I'm not sure exactly what he is, but i know he had red babies with tiger who is red along with some that are less red and more yellow. Cheese, Mac, and Noodles are the girls. Peanut Butter and a no namer...I don't know what to call him. I can show more pictures if you like :]


----------



## The secret garden (May 13, 2010)

Hello and welcome to the forum


----------



## zany_toon (Apr 3, 2010)

jujubee18 said:


> Thank you all for the kind welcomes :]
> 
> I'm not sure exactly what he is, but i know he had red babies with tiger who is red along with some that are less red and more yellow. Cheese, Mac, and Noodles are the girls. Peanut Butter and a no namer...I don't know what to call him. I can show more pictures if you like :]


I love their names!! That is ace!!


----------



## moustress (Sep 25, 2009)

Welcome! My faves often get named after things I like to eat. I had a series ( grandma , mom, daughter) of lovely agouti does that were Muffin, Cookie, Cupcake. Then there was Creampuff...the list could be quite long...

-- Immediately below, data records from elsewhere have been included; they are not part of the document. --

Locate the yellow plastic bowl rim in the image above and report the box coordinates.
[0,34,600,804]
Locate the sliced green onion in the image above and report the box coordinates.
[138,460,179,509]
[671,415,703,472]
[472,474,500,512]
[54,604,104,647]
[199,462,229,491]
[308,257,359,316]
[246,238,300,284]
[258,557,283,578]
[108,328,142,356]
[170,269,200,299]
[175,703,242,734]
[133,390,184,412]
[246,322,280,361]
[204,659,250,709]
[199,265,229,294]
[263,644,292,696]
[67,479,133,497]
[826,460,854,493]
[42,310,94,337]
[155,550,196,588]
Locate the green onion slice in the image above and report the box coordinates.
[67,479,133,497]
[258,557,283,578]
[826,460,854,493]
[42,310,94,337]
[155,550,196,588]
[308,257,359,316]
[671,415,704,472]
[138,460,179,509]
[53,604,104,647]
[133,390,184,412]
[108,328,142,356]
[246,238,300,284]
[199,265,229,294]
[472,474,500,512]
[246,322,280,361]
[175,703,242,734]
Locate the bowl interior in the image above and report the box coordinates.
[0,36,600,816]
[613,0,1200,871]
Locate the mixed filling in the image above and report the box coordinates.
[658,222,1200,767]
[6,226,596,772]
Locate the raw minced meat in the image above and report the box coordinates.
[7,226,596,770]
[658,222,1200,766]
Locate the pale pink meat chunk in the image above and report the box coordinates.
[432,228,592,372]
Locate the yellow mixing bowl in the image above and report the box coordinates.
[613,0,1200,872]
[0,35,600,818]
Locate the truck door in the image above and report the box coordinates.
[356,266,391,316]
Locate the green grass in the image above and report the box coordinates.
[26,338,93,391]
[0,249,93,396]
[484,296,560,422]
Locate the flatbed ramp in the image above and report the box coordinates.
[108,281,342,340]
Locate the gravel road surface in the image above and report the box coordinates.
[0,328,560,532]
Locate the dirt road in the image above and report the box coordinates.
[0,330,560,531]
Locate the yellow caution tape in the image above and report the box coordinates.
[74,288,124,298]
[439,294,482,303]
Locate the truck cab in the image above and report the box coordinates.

Where in Wisc. do you live?


----------



## jujubee18 (May 21, 2010)

I live right outside of madison :]

My boyfriend named the little girls because he is obsessed with mac and cheese.

Peanut butter was my idea, because he just look like a creamy little morsel of peanut butter.

I know what you mean with the naming animals after food. My chocolate lab is named Godiva, I had a leopard gecko named Baby Ruth, and my cat whose name is Jujubee...

these are the girls: [excuse their appearance for some reason they were sleeping under the water bottle and their fur looks a little weird...
from left to right: cheese, noodles, and mac.








noodles, cheese, mac.









The boys:

peanut butter








the no namer


----------



## moustress (Sep 25, 2009)

I'm in Mpls.; if you are up for a road trip I'd be happy to supply you with satins and all the advice you'd want. I've been breeding American mice for about 12 years now, and if you scan some of my posts, you'll see what I have. Let's talk!


----------



## jujubee18 (May 21, 2010)

You are so friendly :]
I'd love to stop by to visit and find new family members, but unfortunately my cousin just called with an accidental litter...
which means im at a full house again -_-
I will definitely stay in contact with you though I'd love to have a few little satins someday ...they are so beutiful


----------



## neurozool (May 22, 2010)

I am neuro (not my real name- LOL) and have had mice for almost 2 years now. I have been chatting on various sites and have decided to start breeding sometime in the next year. I currently have 15 mice (no breeding quality) 4 boys, 11 girls. I think I will be breeding either Tri Rex (frizzie), blue rex (frizzie), or english brindles (sex linked). My other project would be to breed mice that look like wind mice, but are not...long story involved there, and I am not 100% sure this is a project I will pursue. I would like to show in the future and might be starting a club with other local enthusiasts soon. Nice to meet you all!


----------



## jujubee18 (May 21, 2010)

sounds cool!! nice to meet you too :]


----------



## neurozool (May 22, 2010)

LOL- I am sorry, I thought this was the new people thread- thought 2 pages was a bit short! But all the same- HI!


----------



## jujubee18 (May 21, 2010)

Hi back XD and no worries it took me a little while to figure out as well :]


----------



## Jack Garcia (Oct 9, 2009)

Hello and welcome!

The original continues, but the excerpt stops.